Before I could think of an appropriate response, he moved on. “By the way, just so I don’t forget—I started checking our library. Nothing in the two books I found on British magical families. Any chance he wasn’t British?”
“I have no idea. Nan Jean hasn’t been very forthcoming.” I sat back on my haunches, poking at the base of the recycling unit. It was the section where rich, enchanted soil broke down biodegradable waste by enhanced microbial activity. While we’d managed to upscale the process so it could easily handle the necessary quantities, we were still working on reducing the smell by means of air magic. Adam had been less squeamish than I’d expected.
“She was born in the forties, right?” he asked.
“1943.”
“So we’re talking wartime Britain.” Cross-legged in the grass, he frowned up at the fire chamber, its flames swaying with an invisible breeze. “Could have been an allied soldier. I mean, hey, you actually tan, so…Seems likely there’s a non-British contribution somewhere in there. Could even have been someone with latent magic potential that didn’t manifest until he passed on his genes.”
“Could be.” I sighed, shaking my head. “Too many options. I guess it was a shot in the dark to begin with, and anyway, if she doesn’t want to tell us?
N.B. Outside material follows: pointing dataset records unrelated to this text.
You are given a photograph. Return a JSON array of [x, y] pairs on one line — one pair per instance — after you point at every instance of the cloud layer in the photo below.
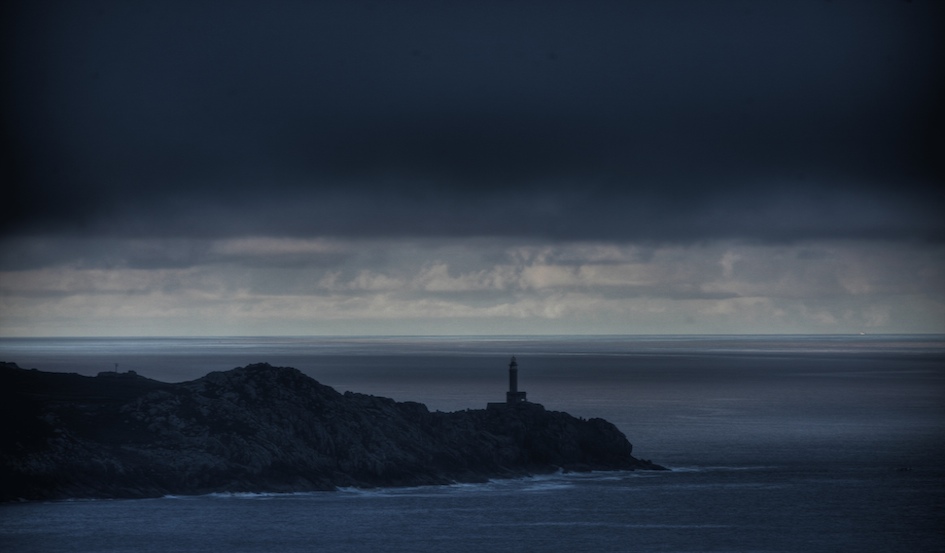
[[368, 167], [477, 286]]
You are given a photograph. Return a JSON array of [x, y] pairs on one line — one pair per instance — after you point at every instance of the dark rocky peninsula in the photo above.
[[263, 428]]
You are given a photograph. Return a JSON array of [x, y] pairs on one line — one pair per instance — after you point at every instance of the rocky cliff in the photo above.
[[264, 428]]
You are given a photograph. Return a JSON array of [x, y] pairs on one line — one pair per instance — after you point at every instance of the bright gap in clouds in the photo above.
[[273, 286]]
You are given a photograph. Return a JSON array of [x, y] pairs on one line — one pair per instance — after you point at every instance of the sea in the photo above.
[[775, 444]]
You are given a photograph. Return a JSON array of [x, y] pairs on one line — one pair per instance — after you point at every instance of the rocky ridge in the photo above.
[[264, 428]]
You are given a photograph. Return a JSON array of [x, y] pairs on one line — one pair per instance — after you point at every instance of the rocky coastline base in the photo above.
[[261, 428]]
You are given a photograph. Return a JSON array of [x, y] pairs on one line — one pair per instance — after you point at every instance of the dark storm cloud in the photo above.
[[653, 120]]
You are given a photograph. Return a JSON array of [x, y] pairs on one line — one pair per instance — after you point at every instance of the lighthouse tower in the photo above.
[[513, 395]]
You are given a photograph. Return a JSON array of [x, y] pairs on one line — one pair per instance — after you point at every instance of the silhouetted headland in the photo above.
[[268, 429]]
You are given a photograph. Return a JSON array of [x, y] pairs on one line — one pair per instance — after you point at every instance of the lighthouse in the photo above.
[[513, 395]]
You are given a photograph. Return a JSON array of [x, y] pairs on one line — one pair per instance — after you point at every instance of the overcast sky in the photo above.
[[354, 167]]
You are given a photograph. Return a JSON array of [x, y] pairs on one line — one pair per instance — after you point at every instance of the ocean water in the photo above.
[[776, 444]]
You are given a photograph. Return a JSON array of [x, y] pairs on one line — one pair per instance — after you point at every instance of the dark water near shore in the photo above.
[[776, 444]]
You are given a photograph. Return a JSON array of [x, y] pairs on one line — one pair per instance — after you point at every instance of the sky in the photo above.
[[491, 167]]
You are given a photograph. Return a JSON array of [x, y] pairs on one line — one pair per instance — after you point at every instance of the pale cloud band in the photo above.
[[278, 286]]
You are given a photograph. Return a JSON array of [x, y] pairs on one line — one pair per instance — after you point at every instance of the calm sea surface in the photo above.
[[776, 444]]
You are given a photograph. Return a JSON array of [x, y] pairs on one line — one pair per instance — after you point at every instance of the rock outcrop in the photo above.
[[264, 428]]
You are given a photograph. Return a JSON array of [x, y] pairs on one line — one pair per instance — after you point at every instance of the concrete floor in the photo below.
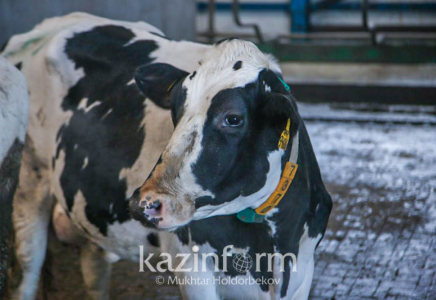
[[381, 239]]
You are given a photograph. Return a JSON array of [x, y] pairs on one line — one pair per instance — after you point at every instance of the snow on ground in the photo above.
[[381, 238]]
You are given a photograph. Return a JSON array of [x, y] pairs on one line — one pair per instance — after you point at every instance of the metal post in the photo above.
[[211, 21], [300, 16], [235, 10]]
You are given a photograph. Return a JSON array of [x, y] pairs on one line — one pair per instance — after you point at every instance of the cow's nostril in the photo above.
[[153, 209]]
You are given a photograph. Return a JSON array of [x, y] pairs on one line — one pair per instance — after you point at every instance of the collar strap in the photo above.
[[258, 215]]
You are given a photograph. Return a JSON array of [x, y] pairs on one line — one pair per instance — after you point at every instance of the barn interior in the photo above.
[[364, 75]]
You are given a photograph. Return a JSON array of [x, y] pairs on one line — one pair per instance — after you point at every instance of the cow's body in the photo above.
[[13, 123], [93, 139]]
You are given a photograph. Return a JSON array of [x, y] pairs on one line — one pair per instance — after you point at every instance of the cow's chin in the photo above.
[[170, 227]]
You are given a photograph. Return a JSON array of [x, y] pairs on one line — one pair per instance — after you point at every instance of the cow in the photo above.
[[210, 128], [14, 105]]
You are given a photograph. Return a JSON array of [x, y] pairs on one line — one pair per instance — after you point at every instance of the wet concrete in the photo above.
[[381, 239]]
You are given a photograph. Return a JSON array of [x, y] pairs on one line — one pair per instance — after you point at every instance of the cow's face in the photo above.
[[223, 155]]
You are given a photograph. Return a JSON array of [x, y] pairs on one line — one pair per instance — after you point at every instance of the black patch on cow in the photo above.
[[237, 65], [244, 172], [159, 35], [110, 135], [9, 172], [226, 40], [3, 47], [153, 239], [156, 81]]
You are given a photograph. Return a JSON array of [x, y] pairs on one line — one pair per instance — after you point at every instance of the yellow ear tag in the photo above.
[[284, 138]]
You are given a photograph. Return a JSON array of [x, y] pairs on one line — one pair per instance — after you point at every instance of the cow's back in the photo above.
[[93, 134]]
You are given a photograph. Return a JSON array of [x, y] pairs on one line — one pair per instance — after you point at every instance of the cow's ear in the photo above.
[[156, 81]]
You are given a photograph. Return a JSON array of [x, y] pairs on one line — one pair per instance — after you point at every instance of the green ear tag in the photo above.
[[250, 216], [284, 84]]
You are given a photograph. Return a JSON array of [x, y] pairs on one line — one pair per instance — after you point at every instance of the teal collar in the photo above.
[[248, 215]]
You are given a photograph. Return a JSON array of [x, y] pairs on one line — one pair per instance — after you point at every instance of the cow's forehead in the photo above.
[[230, 64]]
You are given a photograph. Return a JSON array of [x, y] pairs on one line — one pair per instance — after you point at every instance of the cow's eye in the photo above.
[[233, 121]]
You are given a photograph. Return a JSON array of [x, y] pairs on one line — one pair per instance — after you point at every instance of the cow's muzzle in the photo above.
[[160, 211]]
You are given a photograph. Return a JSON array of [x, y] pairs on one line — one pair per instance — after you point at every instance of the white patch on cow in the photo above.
[[214, 75], [301, 281], [253, 200], [85, 163], [14, 106], [84, 105], [159, 128]]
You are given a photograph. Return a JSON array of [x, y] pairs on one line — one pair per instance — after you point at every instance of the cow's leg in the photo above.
[[96, 270], [31, 216]]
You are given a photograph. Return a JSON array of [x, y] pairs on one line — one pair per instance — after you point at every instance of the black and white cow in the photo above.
[[94, 138], [14, 105]]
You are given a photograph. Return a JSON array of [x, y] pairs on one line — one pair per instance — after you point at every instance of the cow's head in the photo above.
[[223, 156]]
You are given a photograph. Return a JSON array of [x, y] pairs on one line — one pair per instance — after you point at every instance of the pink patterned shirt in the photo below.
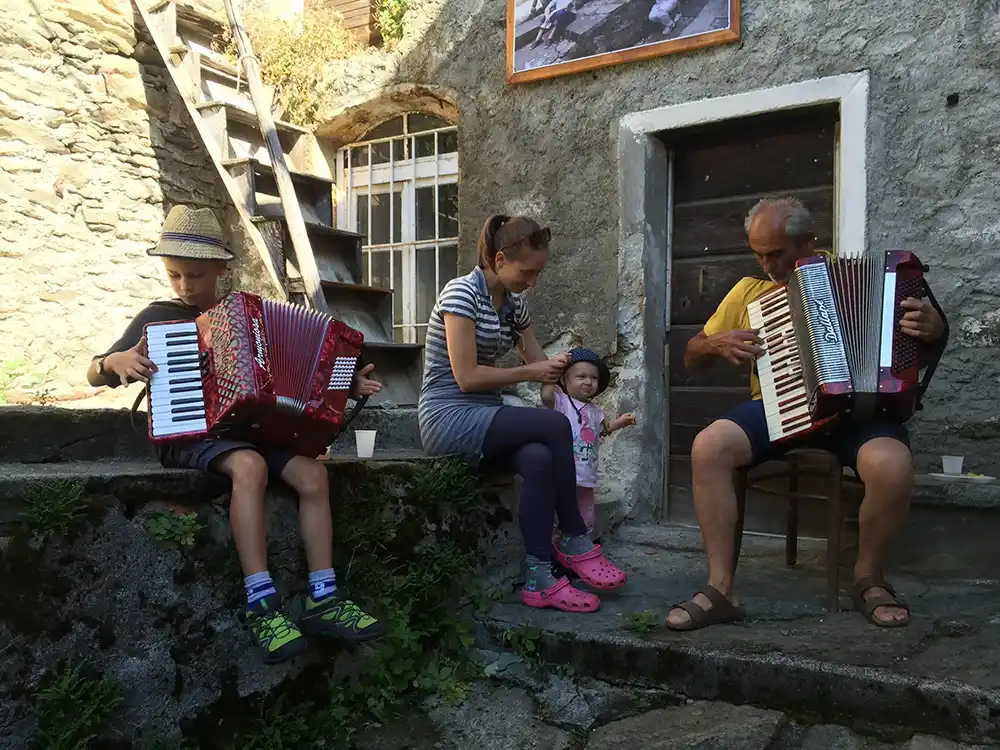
[[585, 420]]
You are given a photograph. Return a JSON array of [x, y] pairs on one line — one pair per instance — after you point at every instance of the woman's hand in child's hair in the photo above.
[[547, 371], [362, 385], [131, 365]]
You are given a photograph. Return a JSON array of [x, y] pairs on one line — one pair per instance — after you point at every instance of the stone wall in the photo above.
[[95, 147], [550, 149]]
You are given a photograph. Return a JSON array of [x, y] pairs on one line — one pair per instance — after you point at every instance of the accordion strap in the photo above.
[[934, 350]]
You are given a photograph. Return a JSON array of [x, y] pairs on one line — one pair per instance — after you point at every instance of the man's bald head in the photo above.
[[780, 232]]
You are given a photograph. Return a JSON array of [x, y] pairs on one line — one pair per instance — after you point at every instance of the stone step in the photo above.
[[397, 430], [940, 675]]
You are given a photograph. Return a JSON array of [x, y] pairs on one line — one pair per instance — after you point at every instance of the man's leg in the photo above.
[[885, 466], [718, 451]]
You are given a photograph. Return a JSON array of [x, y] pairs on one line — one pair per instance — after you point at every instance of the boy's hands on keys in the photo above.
[[362, 385], [131, 365]]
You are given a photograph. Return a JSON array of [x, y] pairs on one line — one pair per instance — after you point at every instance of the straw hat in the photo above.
[[191, 233]]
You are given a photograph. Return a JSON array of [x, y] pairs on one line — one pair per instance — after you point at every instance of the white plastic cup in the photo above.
[[366, 442], [952, 464]]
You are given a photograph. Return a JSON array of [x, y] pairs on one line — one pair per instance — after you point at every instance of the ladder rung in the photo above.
[[249, 117]]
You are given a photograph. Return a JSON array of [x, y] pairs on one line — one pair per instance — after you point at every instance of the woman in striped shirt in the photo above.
[[477, 319]]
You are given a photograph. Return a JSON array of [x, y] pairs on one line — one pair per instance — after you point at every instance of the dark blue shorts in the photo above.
[[204, 454], [843, 440]]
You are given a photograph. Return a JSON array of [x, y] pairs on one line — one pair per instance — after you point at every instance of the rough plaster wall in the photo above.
[[95, 146], [549, 148]]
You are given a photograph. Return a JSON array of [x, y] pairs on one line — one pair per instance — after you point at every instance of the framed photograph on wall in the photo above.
[[548, 38]]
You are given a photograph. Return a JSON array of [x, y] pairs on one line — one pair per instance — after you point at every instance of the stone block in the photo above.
[[708, 726]]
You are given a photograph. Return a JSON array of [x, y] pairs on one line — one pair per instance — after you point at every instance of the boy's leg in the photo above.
[[276, 634], [327, 610]]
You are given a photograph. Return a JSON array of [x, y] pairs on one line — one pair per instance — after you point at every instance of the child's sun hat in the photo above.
[[582, 354], [192, 233]]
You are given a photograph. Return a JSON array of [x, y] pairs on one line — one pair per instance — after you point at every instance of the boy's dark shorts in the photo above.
[[843, 441], [204, 454]]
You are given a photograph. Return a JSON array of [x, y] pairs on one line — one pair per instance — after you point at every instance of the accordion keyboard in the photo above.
[[779, 368], [176, 398]]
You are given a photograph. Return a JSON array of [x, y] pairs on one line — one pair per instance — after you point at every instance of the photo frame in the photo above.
[[549, 38]]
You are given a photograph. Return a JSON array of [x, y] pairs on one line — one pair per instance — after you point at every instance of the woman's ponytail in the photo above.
[[487, 240]]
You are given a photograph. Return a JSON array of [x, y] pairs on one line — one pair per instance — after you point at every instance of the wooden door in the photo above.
[[719, 172]]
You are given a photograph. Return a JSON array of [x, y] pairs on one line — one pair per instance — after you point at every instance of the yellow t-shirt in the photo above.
[[732, 315]]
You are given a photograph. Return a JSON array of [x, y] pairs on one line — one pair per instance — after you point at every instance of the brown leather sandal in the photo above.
[[868, 607], [722, 611]]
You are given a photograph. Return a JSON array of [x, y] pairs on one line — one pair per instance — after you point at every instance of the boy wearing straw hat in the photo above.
[[194, 254]]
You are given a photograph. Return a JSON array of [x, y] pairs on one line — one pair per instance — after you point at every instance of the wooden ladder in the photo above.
[[187, 64]]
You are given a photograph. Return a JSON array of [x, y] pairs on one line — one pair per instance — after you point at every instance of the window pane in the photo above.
[[419, 123], [401, 149], [448, 142], [397, 287], [380, 270], [385, 130], [448, 268], [379, 234], [423, 145], [448, 210], [380, 152], [426, 284], [424, 199], [359, 156]]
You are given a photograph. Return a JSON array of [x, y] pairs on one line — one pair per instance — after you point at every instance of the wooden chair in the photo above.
[[796, 465]]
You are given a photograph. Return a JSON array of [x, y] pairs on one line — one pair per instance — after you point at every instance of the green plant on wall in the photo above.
[[73, 709], [15, 374], [389, 15], [54, 507], [293, 56], [178, 528]]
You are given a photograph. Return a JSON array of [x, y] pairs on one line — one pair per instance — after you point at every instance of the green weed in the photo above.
[[54, 507], [641, 622], [178, 528], [73, 710]]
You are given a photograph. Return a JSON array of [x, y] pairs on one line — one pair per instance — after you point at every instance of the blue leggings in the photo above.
[[538, 445]]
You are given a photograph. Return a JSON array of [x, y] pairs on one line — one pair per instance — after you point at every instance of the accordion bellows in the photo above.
[[833, 346], [269, 372]]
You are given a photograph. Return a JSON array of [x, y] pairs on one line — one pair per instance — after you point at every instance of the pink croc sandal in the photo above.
[[561, 596], [593, 568]]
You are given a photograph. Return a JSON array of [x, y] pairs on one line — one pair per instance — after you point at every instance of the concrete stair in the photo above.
[[225, 118], [940, 675]]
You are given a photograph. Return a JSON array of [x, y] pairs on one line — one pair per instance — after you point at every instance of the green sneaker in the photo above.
[[276, 633], [340, 617]]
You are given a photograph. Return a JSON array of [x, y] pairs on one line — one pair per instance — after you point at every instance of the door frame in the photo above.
[[645, 183]]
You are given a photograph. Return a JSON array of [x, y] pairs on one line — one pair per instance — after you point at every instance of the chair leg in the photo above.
[[792, 518], [740, 485], [833, 538]]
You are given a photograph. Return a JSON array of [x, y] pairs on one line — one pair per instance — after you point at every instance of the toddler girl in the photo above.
[[585, 377]]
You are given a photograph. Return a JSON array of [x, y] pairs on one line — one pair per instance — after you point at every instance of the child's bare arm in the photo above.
[[549, 396], [611, 425]]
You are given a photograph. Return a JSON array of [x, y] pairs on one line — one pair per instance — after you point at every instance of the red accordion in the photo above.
[[268, 372], [834, 348]]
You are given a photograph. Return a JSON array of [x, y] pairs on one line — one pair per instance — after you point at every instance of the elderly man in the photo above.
[[780, 233]]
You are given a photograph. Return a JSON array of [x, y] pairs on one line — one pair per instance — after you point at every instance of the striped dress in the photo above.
[[452, 422]]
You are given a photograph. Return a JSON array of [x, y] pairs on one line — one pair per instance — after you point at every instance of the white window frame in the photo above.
[[405, 177]]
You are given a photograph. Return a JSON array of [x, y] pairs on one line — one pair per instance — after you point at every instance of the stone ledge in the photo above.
[[49, 434]]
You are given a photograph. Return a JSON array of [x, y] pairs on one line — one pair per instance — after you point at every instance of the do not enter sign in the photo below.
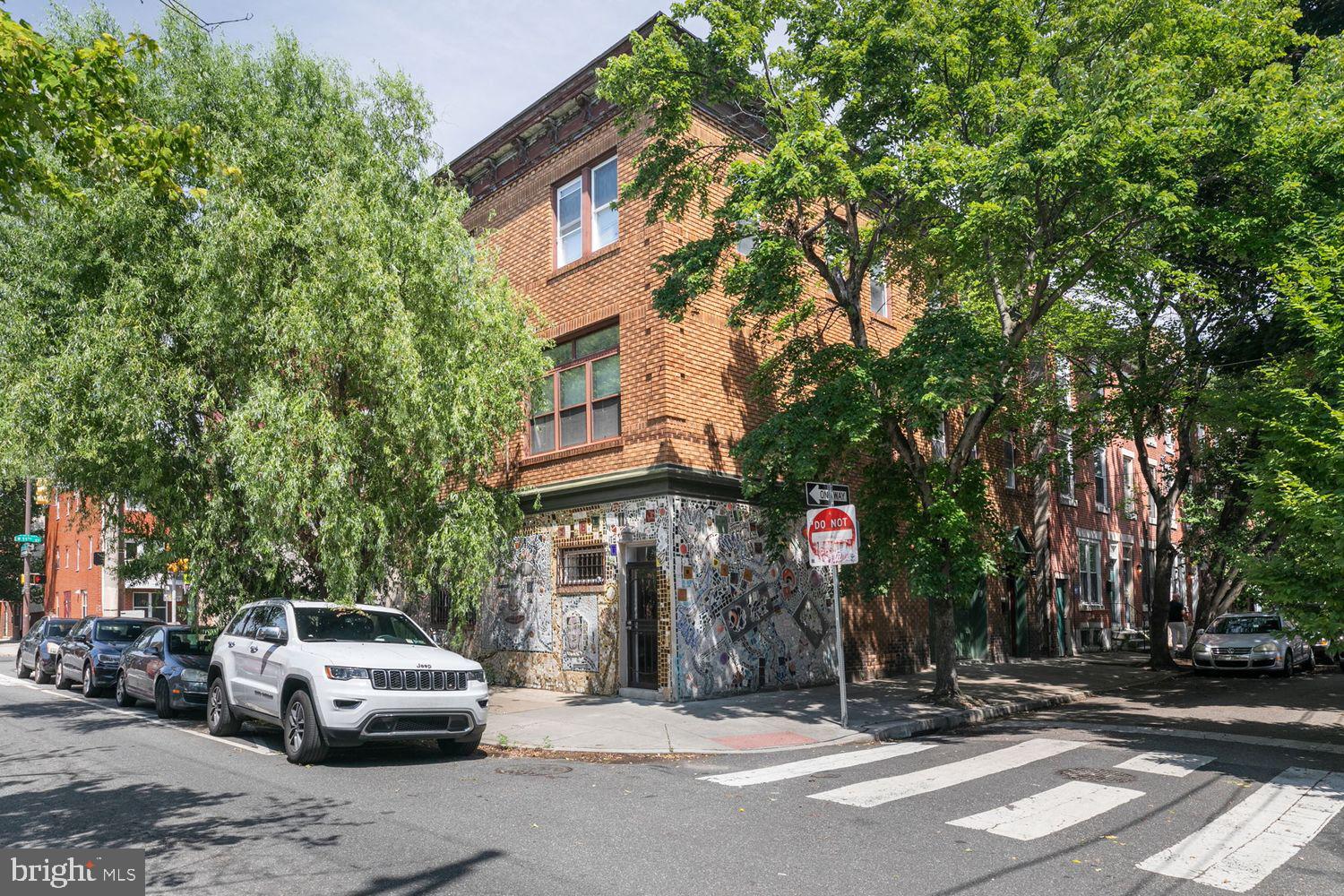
[[832, 536]]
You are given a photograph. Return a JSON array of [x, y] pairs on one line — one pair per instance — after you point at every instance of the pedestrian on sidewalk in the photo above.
[[1177, 630]]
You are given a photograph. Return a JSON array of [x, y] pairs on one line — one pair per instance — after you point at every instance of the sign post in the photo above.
[[833, 541]]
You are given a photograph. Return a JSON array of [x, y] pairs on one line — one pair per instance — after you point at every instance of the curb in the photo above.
[[961, 718]]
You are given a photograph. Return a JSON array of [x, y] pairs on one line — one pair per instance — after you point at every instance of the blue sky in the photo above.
[[480, 62]]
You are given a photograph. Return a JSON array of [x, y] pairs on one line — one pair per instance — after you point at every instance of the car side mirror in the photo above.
[[271, 633]]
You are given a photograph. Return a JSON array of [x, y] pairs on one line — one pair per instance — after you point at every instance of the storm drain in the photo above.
[[534, 771], [1098, 775]]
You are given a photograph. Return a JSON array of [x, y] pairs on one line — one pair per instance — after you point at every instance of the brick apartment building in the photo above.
[[83, 554], [640, 570]]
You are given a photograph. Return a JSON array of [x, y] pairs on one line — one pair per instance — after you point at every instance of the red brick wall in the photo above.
[[69, 538]]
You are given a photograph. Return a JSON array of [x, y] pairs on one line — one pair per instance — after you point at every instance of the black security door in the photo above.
[[642, 625]]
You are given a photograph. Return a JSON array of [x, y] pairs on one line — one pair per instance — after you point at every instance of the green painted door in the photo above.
[[973, 627], [1061, 630], [1021, 627]]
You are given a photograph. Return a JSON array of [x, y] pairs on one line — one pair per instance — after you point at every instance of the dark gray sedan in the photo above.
[[167, 664], [38, 649]]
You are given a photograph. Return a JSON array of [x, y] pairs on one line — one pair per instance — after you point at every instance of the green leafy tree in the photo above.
[[69, 108], [997, 156], [304, 376]]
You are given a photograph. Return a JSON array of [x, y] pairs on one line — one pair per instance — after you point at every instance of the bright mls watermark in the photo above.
[[108, 872]]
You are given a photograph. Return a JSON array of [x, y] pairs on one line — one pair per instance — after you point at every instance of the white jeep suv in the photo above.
[[335, 675]]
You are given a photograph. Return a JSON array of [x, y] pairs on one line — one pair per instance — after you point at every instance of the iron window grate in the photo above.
[[581, 565]]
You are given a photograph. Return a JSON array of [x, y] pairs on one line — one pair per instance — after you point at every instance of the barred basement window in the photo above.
[[581, 565]]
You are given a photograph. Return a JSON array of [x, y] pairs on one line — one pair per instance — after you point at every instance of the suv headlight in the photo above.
[[346, 673]]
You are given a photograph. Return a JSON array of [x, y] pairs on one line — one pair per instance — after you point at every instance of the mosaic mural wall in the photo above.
[[738, 614], [518, 608], [746, 616]]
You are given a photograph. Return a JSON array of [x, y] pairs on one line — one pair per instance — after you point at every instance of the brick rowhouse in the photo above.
[[640, 568]]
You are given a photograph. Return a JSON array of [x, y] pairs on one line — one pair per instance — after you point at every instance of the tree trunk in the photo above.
[[1161, 591], [943, 621]]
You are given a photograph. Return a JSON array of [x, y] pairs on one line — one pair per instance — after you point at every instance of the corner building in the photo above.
[[640, 570]]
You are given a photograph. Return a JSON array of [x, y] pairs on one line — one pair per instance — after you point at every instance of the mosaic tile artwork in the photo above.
[[745, 618], [518, 611], [578, 632]]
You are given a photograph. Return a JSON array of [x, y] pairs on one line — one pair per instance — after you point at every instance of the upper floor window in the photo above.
[[1066, 465], [940, 440], [1102, 476], [590, 195], [878, 297], [580, 401]]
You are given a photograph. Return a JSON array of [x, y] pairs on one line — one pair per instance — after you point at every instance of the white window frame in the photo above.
[[1069, 493], [1101, 471], [561, 233], [1089, 573], [1126, 473], [605, 206], [1064, 381], [879, 297]]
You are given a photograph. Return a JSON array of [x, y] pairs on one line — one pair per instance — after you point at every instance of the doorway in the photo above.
[[642, 624], [1061, 619]]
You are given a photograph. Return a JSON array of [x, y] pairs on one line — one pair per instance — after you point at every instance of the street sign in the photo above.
[[825, 493], [832, 536]]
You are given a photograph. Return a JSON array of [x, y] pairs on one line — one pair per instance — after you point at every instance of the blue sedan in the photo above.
[[168, 665]]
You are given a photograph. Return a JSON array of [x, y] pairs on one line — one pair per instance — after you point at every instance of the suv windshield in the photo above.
[[190, 643], [1245, 625], [120, 629], [349, 624]]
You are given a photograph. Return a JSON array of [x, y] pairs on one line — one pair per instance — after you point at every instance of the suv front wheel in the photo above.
[[304, 743], [220, 718]]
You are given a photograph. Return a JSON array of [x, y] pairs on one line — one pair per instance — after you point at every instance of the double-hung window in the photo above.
[[1066, 465], [580, 401], [878, 297], [586, 218], [1089, 571], [1101, 471]]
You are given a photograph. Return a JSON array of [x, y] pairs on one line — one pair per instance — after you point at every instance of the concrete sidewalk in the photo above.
[[780, 720]]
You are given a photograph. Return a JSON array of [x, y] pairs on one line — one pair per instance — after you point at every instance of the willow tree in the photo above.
[[304, 376], [996, 156]]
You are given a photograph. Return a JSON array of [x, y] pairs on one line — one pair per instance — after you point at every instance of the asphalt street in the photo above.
[[1244, 796]]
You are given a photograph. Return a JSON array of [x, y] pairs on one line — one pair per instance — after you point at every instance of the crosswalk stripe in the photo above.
[[1050, 812], [883, 790], [1239, 848], [819, 763], [1175, 764]]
She’ll have her reasons.”
“Probably, yeah—you know her better than I do.”
“She’s…” I hesitated, never having described Nan Jean to someone who didn’t know her well. “She’s one of the toughest people I know. My grandfather—her husband—died young, when my mum was still a toddler, and Nan Jean raised her while working a full-time job. No small feat for a woman in the seventies.”
“Based on the one time I met her, she’s very protective of you,” Adam said. “And she doesn’t scare easily.”
I stifled a grin, remembering Nan Jean asking Adam if he was being nice to me. “No, she doesn’t. And yes, she is protective—not just of me, but all of us.”
“Do you think there’s a bad story there, and that’s why she doesn’t want you to know?”
“It’s possible. But…I don’t know.” I closed the access hatch of the biodegradable section. “Somehow, that’s not the sense I got from her.”
“I could ask Gale.” Adam continued quickly. “Not explicitly about you—just whether he’s aware of mages who combine, say, fire and earth. Unlike me, he knows just about every book in our library. He knows theory too, so he’d probably have an opinion on whether controlling four elements is an international oddity. Maybe it’s more common elsewhere.”
“Doesn’t magic vary in other parts of the world?” I asked. “Like in China, it’s more about balancing light and darkness, and in Mexico, I heard it’s largely plant-based. I think it’s just Europe where we even go by elements.”